Опять у него горели щёки, колотилось сердце, словно он хотел именно сейчас что-то исправить. Это доставляло ему физическое, почти плотское наслаждение. На экране заволновалась толпа, подъехала машина, из которой вылез маленький лысоватый человек. Он забрался на подиум и, размахивая руками, что-то кричал рабочим. Опять пошёл брак, плёнка с пустыми кадрами дергалась и, казалось, вот-вот порвётся. «Да что же это такое! – уже во весь голос кричал генерал, – он уже заканчивает!», и в раже грохнул кулаком по столу.

И тут же появилась картинка – Ленин спустился к рабочим и о чём-то с ними говорил, энергично жестикулируя руками. «Всем на исходную!», – взревел генерал, и сразу увидел на экране себя молодого, даже рассмотрел капли пота на лбу. Ленин уже двинулся к машине. «Фани, будь ты проклята, где же твой зонтик?!», – ага, вот она, испуганно озирается и, о Боже, наконец-то, открывает свой зонт. «Стреляй, Петрович, ведь уйдёт!», – Семёнов уже вскочил с кресла и истошно кричал во весь голос: «Люди, людишки! Как же они мешают!».

Видно, как поднимает руку Петрович и стреляет, только звук перфоратора комментирует эту картинку. Наконец, сейчас, вот он, Семёнов стреляет – Ленин падает. «Есть!!!»., – кричит генерал и чуть не прыгает от восторга. Попал! И опять пошли те же бракованные кадры, и край плёнки бессильно повис на верхней катушке. Наступила мёртвая тишина.

Семёнов сидел весь мокрый, совершенно без сил, с нездоровой испариной на лбу. «Надо…, надо было мне стрелять первому», – в который уже раз говорил себе генерал. И тогда бы не этот лысый трепач, а серьёзные люди взяли власть в свои руки, и не было бы этого позорного Брестского мира с немчурой, да и, наверняка, второй войны с ними тоже не было бы.

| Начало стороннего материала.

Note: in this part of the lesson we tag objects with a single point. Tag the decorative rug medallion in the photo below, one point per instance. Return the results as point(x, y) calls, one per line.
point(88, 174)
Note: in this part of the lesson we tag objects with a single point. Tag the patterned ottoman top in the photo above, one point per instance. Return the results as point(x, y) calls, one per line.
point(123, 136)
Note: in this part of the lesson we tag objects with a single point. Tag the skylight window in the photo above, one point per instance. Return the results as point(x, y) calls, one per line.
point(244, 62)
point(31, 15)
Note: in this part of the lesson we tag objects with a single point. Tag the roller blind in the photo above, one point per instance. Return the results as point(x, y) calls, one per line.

Просмотр отнял у генерала все силы. Он едва дотянулся до бутылки, и прямо из горлышка отправил всю, без остатка, в некогда бездонное нутро. Сон медленно и неотвратимо овладевал им. Как гигантский удав, он заглатывал генерала и тот постепенно и неотвратимо проваливался в его бездонную, чёрную пасть. Последнее, что он успел зафиксировать в своём затухающем сознании, как далёкое эхо: «Эх, Фани, Фани! И какой чёрт занёс тебя в тот вечер на Смоленку…».